Thursday, March 9, 2017

A Little Tip for the Perfectionist Trying to Kill My Book

potter hands

I walk this line between incoherent creative overflow and paralyzing perfectionism. More accurately, I seem to hop back and forth over line. I don't actually get much contact with it. I believe that would be called balance. Yeah. Don't have much of that right now.

As a writer of both non-fiction and fiction, I find that I use different skills for different projects. I fight myself into structure and plotting in my fiction, jump into the story and watch it blow up around me as I run pell-mell through things and throw out my plans as some new angle appears. It's a wild ride when I abandon all editing techniques because if I stop to even fix stuff like spelling, I get stuck. My feet sink into that other side of the line. Perfectionism. Even a sentence can turn into an hour long project. I can't risk getting there or I will NEVER FINISH my first drafts.

Usually with non-fiction, this isn't such a struggle. I make an outline and then write it out. Until this time.

I'm being sucked down this drain in to the darkness of anxiety and perfectionism. What if I write the wrong thing?
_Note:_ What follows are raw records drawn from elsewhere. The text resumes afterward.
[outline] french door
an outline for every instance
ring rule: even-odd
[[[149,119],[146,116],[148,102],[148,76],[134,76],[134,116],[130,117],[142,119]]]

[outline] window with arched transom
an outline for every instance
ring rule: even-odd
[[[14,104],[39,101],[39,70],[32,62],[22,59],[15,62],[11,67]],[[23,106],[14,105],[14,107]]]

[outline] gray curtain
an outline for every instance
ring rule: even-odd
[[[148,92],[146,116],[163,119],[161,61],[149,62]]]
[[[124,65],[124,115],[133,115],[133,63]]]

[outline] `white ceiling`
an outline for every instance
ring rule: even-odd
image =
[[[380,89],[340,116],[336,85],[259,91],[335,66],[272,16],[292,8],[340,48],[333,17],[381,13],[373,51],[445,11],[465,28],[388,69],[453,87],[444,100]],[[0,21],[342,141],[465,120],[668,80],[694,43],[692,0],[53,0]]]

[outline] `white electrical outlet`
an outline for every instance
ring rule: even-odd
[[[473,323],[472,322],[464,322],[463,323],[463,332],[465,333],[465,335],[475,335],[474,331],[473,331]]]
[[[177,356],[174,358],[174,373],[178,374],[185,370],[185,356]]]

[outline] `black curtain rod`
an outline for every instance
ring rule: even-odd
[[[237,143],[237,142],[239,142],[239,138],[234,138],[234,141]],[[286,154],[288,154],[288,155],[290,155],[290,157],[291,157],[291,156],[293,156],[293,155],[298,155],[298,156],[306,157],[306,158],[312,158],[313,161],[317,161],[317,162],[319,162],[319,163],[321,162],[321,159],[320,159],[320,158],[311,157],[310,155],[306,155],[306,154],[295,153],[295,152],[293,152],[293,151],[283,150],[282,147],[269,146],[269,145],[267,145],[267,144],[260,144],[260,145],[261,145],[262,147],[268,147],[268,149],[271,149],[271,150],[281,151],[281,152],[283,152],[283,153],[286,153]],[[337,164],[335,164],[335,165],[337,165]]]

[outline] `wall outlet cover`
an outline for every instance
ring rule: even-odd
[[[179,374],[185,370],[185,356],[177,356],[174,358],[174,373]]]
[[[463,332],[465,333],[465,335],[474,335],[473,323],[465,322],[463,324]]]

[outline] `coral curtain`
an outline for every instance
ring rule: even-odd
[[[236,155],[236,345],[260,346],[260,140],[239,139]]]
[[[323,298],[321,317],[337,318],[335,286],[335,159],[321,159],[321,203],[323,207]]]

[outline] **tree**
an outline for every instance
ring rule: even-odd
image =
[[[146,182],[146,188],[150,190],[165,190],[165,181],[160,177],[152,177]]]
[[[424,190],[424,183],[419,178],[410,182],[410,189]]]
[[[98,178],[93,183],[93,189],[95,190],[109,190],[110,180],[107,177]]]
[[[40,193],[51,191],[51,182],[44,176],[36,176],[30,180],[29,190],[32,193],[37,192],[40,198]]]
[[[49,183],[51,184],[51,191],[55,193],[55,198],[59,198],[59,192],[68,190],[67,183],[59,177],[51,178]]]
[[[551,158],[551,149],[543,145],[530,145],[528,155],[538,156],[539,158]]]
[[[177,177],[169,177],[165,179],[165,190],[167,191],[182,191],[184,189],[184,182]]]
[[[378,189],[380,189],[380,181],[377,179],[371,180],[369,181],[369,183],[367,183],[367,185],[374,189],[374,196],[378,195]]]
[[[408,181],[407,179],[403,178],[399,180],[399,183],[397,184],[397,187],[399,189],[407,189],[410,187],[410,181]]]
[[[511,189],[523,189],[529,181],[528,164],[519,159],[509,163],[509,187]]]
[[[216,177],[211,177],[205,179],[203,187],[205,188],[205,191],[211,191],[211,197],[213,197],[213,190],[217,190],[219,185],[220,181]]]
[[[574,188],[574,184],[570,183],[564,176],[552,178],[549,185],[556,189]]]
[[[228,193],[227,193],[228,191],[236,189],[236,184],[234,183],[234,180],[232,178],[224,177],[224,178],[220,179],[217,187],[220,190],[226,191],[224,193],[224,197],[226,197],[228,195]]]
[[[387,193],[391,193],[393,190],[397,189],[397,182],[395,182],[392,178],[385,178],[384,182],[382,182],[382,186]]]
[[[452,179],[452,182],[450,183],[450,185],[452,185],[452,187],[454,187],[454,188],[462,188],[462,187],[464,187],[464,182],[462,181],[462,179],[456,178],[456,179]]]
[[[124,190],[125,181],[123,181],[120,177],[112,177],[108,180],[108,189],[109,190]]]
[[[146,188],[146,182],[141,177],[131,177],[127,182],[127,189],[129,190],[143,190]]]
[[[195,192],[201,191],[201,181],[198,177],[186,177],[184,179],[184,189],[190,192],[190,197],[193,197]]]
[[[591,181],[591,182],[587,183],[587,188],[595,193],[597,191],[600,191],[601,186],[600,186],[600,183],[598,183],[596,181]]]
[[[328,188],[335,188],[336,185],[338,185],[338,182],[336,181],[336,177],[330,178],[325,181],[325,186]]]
I know I need to write! I've felt inspiration, the pulling tug of God telling me this is something He would like me to do. It will make a difference to someone.

But instead of writing I binge watch Chinese romantic dramas.

Last week I told myself I had to get on top of this. Instead of writing, I grabbed my scriptures, searching for inspiration.

The book fell open to Jeremiah 18:2-6.

"Arise, and go down to the potter's house, and there I will cause thee to hear my words. 
Then I went down to the potter's house, and, behold, he wrought a work on the wheels. 
And the vessel that he made of clay was marred in the hand of the potter: so he made it again, another vessel, as seemed good to the potter to make it. 
Then the word of the Lord came unto me saying, 
O house of Israel, cannot I do with you as this potter? saith the Lord. Behold, as the clay is in the potter's hand, so are ye in mine hand, O house of Israel."

Okay. It was almost funny in a way.

Regardless of what this was originally intended to mean, for me, that night, it was suddenly clear that the Lord was telling me to stop being afraid of doing the wrong thing and to just write! I needed to get something down and then, like the potter, couldn't I fix my mistakes later? Wasn't I in the Lord's hands? Couldn't he show me how to fix things too? But not if I didn't put something down first. I had to write.

That's my goal now. I tell myself: "Put something down. We can fix it later." And honestly, if God is going to be one of my editors, things will work out just fine.

1 comment:

  1. Great insight. I can relate to the whole jumping around the line thing!